Friday, March 14, 2008

Endangered status of Irish, immersion schools

I am reading Andrew Carnie's rather pessimistic analysis of the continuing language shift away from Irish, despite it's high political and educational status and the enormous resources available. He says "We as linguists know, but the revivalists in Ireland did not, that language is acquired, rather than learned." If language is a habit more than a body of knowledge, it needs to be acquired through interactive experience in the language, not by suffering through being taught at by some less-than-competent teacher.


In the language situation in the Philippines, we need to look at English language acquisition as a family effort, achieved with the support environment of an immersion program. I would design a program for a typical large elementary school with 1800 students (300 a grade level, or 6-7 sections in first grade). There will be only one immersion class in the first grade, and for the parents to get their kids in, they have to volunteer one adult family member for a certain number of hours per month, let us say ten. Some will be trained as teachers aides during the summer, and the best will help the assigned teacher to handle subsections of 8-15 children, so the (two teacher aides at a time) so that the teacher can focus on giving quality time to a group of 20-30 students. The section must have access to 10 computers. They three subsections will undertake English language use activities 2-3 hours every day. Once a school can demonstrate a successful outcome with a Immersion English section, they will be allowed to expand to additional sections as resources allow. They can also introduce Filipino immersion sections, perhaps starting grades 3 or 4 for children whose English skills are already satisfactory.
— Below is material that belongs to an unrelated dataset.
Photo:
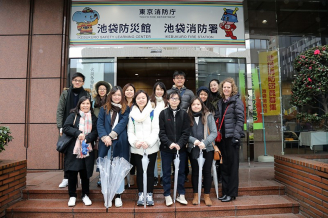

Returning to Irish, it is possible that things have gotten better since 1996. I don't know if it is enough to reverse the language shift, but the prospects are arguably better than Hawaiian if not as good as Welsh.


Carnie mentions the suggestions from Hindley's also pessimistic study that there is a need to revive monolingual Irish communities. I have a counter suggestion, that some of the Gaeltacht areas become no-English areas by encouraging another European community language (French, German and Spanish are good candidates). These areas are all tourist areas, so they are equipping locals to provide services to European tourists (and retirees) who can be encouraged to visit. This means the popular mass media will shift to the target European language, and that education will stop teaching English or using English reference books. The target European language is available as a good substitute anyway. English can be taught as a foreign language starting in high school, young people will pick it up naturally if they live outside the Gaeltacht. In fact, they will be encouraged to get foreign travel experience in countries using their target language, through Erasmus or other EU programs.


A policy of no-English areas could focus on those intermediate Gaeltacht communities where Irish is no longer a majority language, but the shift to English is not yet complete. The neighboring English-shifted Gaeltacht communities would be encouraged to adopt the target language, without completely banning English (perhaps their continuing Gaeltacht status would depend on success in the target language). The rationale is so that the language-shifted communities would have less of an attractor effect of the neighboring under-pressure communities, where interaction could in principle happen in the target European language instead of in English.